Prenatal Screening

Prenatal Screening April 4, 2004

Agnes Howard reports in The Weekly Standard on new developments in prenatal screening. Last winter, it was reported that scientists had put together a “combination of maternal blood tests and ultrasounds to detect Down syndrome at 10-13 weeks,” and a more recent report in Lancet argued for increasing access to such tests. The authors, led by Ryan A. Harris, don’t want prenatal screening to be limited to high-risk mothers: “They content that women are much more worried about having a Down syndrome baby than they are about losing a normal baby to miscarriage after the test.
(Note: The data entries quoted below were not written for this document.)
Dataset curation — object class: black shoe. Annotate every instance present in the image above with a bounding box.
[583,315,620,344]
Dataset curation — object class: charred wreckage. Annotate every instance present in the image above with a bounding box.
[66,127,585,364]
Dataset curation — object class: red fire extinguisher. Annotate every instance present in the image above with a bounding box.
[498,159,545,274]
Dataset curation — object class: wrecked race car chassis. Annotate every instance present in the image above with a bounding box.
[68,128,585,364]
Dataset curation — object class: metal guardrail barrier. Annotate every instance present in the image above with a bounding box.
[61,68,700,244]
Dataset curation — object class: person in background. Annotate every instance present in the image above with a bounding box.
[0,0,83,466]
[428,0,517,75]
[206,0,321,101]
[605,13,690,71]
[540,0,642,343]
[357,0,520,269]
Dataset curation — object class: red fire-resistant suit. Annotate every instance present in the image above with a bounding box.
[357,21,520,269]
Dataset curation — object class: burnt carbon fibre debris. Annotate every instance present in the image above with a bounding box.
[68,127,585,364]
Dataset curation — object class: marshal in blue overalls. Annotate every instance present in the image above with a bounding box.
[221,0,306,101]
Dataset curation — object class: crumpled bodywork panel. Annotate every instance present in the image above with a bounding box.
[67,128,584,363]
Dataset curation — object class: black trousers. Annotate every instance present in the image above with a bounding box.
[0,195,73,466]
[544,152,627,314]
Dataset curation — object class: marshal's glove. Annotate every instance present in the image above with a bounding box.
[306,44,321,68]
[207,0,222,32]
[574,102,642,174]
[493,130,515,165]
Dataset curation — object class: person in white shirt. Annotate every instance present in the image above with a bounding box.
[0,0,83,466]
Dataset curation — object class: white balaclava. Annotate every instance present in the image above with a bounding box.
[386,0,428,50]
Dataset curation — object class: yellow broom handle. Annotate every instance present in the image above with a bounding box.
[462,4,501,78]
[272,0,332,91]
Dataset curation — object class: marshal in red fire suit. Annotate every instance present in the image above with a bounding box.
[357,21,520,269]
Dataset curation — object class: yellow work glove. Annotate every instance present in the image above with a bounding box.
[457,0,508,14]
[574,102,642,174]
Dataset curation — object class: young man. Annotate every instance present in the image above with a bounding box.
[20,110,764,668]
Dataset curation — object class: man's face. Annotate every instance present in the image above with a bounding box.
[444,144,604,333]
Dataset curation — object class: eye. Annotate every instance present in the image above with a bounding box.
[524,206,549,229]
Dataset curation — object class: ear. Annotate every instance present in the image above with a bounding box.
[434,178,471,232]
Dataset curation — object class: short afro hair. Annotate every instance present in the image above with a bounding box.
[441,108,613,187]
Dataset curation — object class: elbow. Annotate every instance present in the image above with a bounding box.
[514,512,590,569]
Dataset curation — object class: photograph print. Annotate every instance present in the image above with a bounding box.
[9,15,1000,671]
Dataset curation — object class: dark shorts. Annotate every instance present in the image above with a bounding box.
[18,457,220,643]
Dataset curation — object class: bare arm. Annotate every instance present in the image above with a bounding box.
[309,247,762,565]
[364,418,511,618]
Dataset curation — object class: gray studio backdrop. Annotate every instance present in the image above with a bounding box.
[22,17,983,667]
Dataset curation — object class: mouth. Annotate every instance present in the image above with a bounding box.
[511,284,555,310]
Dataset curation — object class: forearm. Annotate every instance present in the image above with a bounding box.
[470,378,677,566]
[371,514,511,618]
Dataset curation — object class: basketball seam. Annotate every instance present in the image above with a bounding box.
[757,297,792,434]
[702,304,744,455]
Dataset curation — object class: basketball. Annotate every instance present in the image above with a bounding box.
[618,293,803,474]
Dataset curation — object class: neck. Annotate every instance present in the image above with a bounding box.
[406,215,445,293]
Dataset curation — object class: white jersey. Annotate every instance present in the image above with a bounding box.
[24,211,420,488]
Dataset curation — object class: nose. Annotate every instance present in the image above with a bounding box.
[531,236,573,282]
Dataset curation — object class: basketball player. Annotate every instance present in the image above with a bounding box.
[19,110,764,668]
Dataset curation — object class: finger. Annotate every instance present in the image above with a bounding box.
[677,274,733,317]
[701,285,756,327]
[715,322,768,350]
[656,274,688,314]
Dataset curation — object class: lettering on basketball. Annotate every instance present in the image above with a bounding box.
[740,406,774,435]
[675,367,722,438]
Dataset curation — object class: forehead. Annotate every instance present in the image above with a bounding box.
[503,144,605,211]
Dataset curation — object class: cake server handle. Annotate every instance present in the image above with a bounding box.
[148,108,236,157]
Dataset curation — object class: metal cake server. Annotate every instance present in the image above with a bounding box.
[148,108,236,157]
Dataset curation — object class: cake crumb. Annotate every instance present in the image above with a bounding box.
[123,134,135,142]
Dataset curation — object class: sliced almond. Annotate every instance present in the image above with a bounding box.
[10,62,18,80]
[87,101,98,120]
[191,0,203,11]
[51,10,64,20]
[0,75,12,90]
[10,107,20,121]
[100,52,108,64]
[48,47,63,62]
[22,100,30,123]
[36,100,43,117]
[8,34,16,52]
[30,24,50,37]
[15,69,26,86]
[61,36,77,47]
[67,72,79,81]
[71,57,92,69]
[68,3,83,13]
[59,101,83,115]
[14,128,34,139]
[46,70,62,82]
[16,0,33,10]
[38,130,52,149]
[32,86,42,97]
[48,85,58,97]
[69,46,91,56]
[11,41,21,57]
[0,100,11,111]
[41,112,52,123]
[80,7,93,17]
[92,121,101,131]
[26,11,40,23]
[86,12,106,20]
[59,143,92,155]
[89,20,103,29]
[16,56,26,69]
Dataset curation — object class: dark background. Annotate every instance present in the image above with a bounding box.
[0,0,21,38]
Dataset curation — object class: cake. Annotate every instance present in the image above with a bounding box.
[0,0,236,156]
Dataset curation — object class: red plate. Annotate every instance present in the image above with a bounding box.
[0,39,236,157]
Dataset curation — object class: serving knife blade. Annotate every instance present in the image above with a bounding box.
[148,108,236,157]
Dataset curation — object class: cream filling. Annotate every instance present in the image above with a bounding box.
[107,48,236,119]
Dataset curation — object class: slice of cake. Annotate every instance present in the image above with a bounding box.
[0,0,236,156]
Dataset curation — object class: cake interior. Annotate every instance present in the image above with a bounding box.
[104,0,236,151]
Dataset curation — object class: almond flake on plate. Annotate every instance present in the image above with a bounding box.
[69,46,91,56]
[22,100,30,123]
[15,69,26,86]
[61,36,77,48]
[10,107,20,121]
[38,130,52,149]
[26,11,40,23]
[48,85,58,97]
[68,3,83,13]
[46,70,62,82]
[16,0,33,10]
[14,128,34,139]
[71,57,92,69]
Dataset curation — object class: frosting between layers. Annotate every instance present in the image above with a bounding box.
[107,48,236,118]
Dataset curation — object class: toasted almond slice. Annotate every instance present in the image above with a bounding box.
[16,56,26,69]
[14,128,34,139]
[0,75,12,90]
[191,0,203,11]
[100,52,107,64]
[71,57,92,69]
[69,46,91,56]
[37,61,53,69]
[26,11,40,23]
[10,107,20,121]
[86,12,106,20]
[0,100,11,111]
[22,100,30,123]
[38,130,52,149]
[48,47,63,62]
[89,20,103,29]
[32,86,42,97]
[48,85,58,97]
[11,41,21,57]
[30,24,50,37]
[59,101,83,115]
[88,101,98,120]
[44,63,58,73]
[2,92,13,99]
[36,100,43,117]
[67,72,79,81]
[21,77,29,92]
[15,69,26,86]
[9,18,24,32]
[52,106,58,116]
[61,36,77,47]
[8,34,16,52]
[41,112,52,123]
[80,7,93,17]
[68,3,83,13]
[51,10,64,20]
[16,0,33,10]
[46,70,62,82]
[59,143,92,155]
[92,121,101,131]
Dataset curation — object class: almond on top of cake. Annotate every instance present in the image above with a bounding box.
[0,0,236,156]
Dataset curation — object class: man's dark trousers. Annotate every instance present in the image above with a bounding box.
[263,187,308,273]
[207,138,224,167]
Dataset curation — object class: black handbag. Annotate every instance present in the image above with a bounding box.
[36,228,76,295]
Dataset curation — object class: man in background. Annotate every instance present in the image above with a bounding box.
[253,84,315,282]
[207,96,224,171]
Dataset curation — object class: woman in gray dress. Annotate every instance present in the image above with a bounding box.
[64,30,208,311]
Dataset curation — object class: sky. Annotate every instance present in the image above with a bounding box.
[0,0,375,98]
The costs of the test, they argue, are amply repaind by either the reassurance that the baby is normal or the ability to avoid the difficulties of having a Down syndrome child.”

On a recent Mars Hill interview with Ken Myers, Leon Kass pointed out how this kind of “advance” changes the “moral horizons” even for people who refuse to use the new technologies. The simple fact that such screening is possible means that anyone who refuses to do so must make a conscious decision; it takes an act of will for a mother to decide she doesn’t want to screen her child, to pre-select it as a kind of quality control method. That is not only an act of will, but an act of countercultural and even “anti-progressive” will. Ultimately, the technology has the effect of sharpening the lines between those who receive children as gifts of God (or “nature” or something) and those who want to engineer bigger and better and more perfect children. All the more reason for Christians to be honing their skills in counter-cultural living.